We will start our investigation of HIV epidemiology and evolution by looking today at the specifics of the HIV genome that distinguish it from other retroviruses, the level of diversity of the worldwide population of HIV, and the extent to which we understand the historical origin(s) of the HIV pandemic.


1. What are the specific properties of the HIV genome and its expression that set it apart from other retroviruses?

The handout shows and lists the additional (i.e., other than gag, pol, and env) genes of HIV. These genes (vif, vpr, tat, rev, nef, vpu) get expressed from various alternative splicing products of the original primary transcript. The six proteins produced from these genes are involved in various aspects of virus production, as described in the handout figure.

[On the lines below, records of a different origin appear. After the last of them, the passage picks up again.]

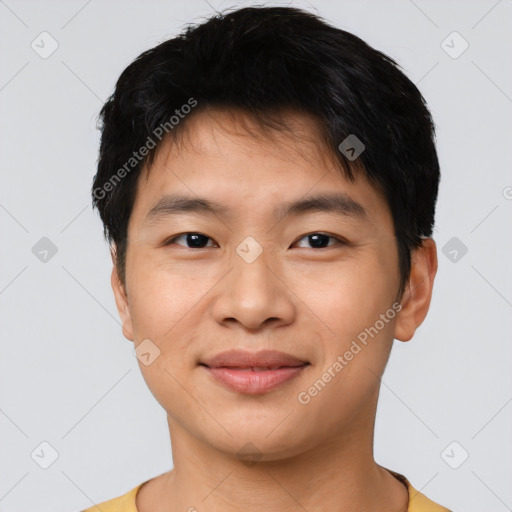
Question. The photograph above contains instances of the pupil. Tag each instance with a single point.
(196, 240)
(318, 240)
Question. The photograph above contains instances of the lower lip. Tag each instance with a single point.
(254, 382)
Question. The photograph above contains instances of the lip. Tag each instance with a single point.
(234, 369)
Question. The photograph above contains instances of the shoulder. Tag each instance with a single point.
(418, 502)
(123, 503)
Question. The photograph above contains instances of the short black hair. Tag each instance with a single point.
(262, 61)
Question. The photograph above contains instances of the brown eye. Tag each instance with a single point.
(192, 240)
(321, 240)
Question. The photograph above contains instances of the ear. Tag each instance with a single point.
(418, 292)
(121, 300)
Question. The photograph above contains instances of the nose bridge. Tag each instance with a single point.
(253, 291)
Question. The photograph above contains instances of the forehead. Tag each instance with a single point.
(230, 158)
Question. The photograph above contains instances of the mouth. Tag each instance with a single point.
(253, 373)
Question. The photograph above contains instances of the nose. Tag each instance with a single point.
(254, 294)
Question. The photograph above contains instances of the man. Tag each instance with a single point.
(268, 185)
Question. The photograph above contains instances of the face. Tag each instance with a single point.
(318, 282)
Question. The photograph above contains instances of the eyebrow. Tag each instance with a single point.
(340, 204)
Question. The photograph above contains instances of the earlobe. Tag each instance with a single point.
(418, 292)
(121, 299)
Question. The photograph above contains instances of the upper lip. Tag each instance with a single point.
(244, 359)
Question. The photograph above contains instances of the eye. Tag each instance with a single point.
(196, 240)
(319, 240)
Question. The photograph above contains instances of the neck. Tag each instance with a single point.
(332, 474)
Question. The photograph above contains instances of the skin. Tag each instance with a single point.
(307, 301)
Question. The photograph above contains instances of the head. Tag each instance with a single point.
(251, 112)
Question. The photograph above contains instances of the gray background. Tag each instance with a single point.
(70, 379)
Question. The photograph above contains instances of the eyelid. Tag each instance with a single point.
(339, 239)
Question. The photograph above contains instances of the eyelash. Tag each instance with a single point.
(340, 241)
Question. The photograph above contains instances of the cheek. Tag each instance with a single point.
(347, 297)
(163, 296)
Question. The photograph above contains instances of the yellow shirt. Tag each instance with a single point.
(126, 503)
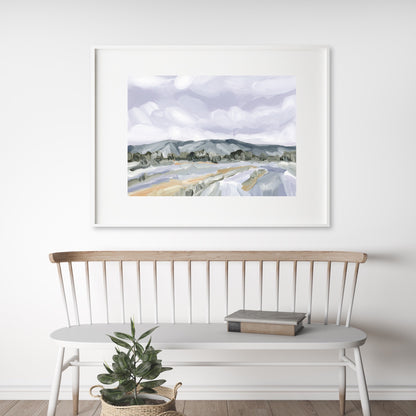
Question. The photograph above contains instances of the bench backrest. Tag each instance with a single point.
(204, 286)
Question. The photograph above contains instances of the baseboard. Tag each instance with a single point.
(231, 393)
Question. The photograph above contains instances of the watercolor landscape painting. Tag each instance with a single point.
(211, 136)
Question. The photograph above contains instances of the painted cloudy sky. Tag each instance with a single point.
(256, 109)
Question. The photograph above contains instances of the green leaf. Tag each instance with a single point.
(112, 395)
(127, 385)
(147, 333)
(107, 378)
(123, 336)
(143, 369)
(110, 371)
(119, 342)
(132, 328)
(152, 384)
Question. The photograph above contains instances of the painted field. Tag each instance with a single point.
(196, 178)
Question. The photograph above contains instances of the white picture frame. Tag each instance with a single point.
(112, 207)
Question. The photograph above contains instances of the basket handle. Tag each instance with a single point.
(176, 388)
(96, 396)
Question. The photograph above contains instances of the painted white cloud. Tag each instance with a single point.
(213, 107)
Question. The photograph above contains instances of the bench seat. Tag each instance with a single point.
(214, 337)
(182, 285)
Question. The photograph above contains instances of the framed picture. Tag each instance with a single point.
(211, 136)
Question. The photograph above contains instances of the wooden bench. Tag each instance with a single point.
(320, 283)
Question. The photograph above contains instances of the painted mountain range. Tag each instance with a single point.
(213, 147)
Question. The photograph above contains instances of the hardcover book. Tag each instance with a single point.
(265, 322)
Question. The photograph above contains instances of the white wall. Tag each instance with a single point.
(46, 156)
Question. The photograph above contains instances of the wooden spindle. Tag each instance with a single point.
(74, 295)
(277, 283)
(190, 290)
(61, 285)
(87, 282)
(105, 289)
(155, 290)
(354, 285)
(261, 283)
(139, 290)
(208, 292)
(172, 279)
(311, 267)
(295, 275)
(121, 276)
(341, 299)
(244, 283)
(226, 287)
(328, 285)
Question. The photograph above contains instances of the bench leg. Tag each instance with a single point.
(53, 399)
(342, 384)
(75, 385)
(362, 384)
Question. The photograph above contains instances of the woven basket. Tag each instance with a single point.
(171, 413)
(108, 409)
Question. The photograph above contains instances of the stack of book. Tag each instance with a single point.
(265, 322)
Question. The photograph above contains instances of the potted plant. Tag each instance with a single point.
(136, 370)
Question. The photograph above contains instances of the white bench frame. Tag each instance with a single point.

2. How do we characterize the diversity and relationships of the various strains of HIV?

There are several "levels" of our classification of the diversity of HIV.

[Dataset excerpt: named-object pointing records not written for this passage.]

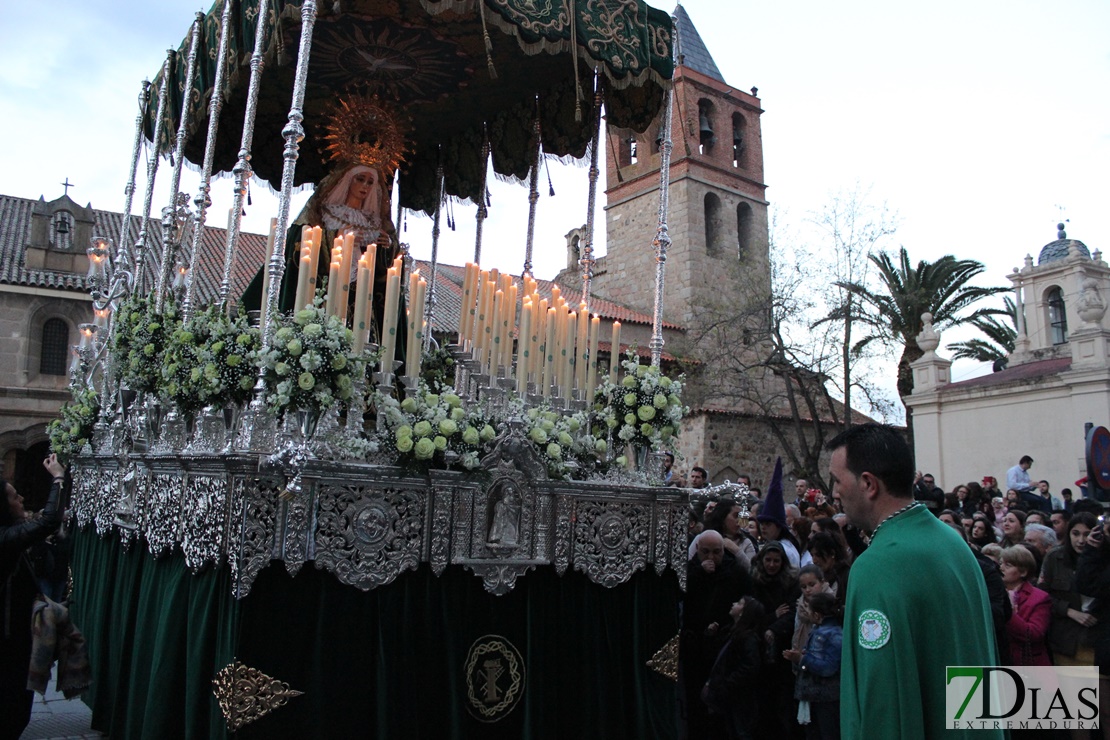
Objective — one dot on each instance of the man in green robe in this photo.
(917, 601)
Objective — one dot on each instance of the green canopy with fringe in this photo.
(431, 62)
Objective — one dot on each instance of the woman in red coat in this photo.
(1032, 608)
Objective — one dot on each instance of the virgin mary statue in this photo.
(353, 198)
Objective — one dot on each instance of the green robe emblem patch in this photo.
(874, 629)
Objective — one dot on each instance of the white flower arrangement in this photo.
(139, 337)
(310, 364)
(210, 360)
(644, 409)
(429, 428)
(562, 439)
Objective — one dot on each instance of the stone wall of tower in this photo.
(717, 215)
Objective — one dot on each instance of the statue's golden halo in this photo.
(361, 131)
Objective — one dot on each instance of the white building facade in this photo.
(1056, 382)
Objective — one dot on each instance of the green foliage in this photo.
(644, 408)
(139, 341)
(1000, 337)
(211, 361)
(437, 370)
(429, 429)
(892, 314)
(310, 364)
(73, 426)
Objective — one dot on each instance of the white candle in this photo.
(615, 353)
(390, 321)
(592, 362)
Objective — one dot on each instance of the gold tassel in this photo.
(488, 43)
(574, 58)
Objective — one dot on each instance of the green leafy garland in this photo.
(73, 426)
(139, 338)
(310, 364)
(210, 361)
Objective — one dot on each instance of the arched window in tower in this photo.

First, we recognize two distinct HIVs, HIV-1 and HIV-2, both of which have essentially the same virion structure, the same genome organization, and the same general replication process, and both of which cause AIDS. However, HIV-2 is much less prevalent and is somewhat less pathogenic than HIV-1. Almost all of the cases of AIDS we ever talk about are caused by HIV-1.

HIV-1 strains can be broken into three groups, designated M, N, and O, which differ by over 40% in nucleotide sequence. About 99% of AIDS cases are due to group M strains.

Among the M group HIVs, there are sub-types designated A through K, which differ by up to about 35% in nucleotide sequence from each other. Most of the HIV in North America is sub-type B.


3. How were the basic historical origin(s) of HIV figured out about ten years or so ago?

A major advance was published in Nature in 1999 (from five research labs, in USA, UK, and France) titled "Origin of HIV-1 in the chimpanzee Pan troglodytes troglodytes ". Based on comprehensive nucleotide sequencing studies on HIV-1 strains and strains of Simian Immunodeficiency Virus (SIV), the authors concluded the following:

"All HIV-1 strains known to infect man, including HIV-1 groups M, N, and O, are closely related to just one of the SIVcpz lineages, that found in P. t. troglodytes. . . . . . These results, together with the observation that the natural range of P. t. troglodytes coincides uniquely with areas of HIV-1 group M, N, and O endemicity, indicate that P. t. troglodytes is the primary reservoir for HIV-1 and has been the source of at least three independent introductions of SIVcpz into the human population."

Then, in mid 2000, another large collaborative study (from five major labs) was published in Science titled "Timing the ancestor of the HIV-1 pandemic strains." This study concluded the following:

"Using parallel supercomputers and assuming a constant rate of evolution, (we constructed) a comprehensive full-length env sequence allignment, and (from this) estimated the date of the last common ancestor of the main (M) group of HIV-1 to be (approximately) 1931. Analysis of gag gene allignment ... supported these results." A summary diagram is shown in Figure 4 from this paper.

In late 2000 came an article in Journal of Virology titled "Unprecedented degree of HIV-1 group M genetic diversity in the Democratic Republic of Congo suggests that the HIV-1 pandemic originated in Central Africa". This study concluded the following:

"Overall, the high number of HIV-1 subtypes cocirculating, the high intrasubtype diversity, and the high numbers of possible recombinant viruses as well as different unclassified strains are all in agreement with an old and mature epidemic in the DRC, suggesting that this region is the epicenter of HIV-1 group M."

So, by the end of 2000 we finally had a pretty solid understanding of the basic what, when, and where questions pertaining to the origins of HIV. These results have held up pretty well, as can be seen by taking a look at an article in Nature in November 2006 titled "Human immunodeficieny viruses: SIV infection in wild gorillas".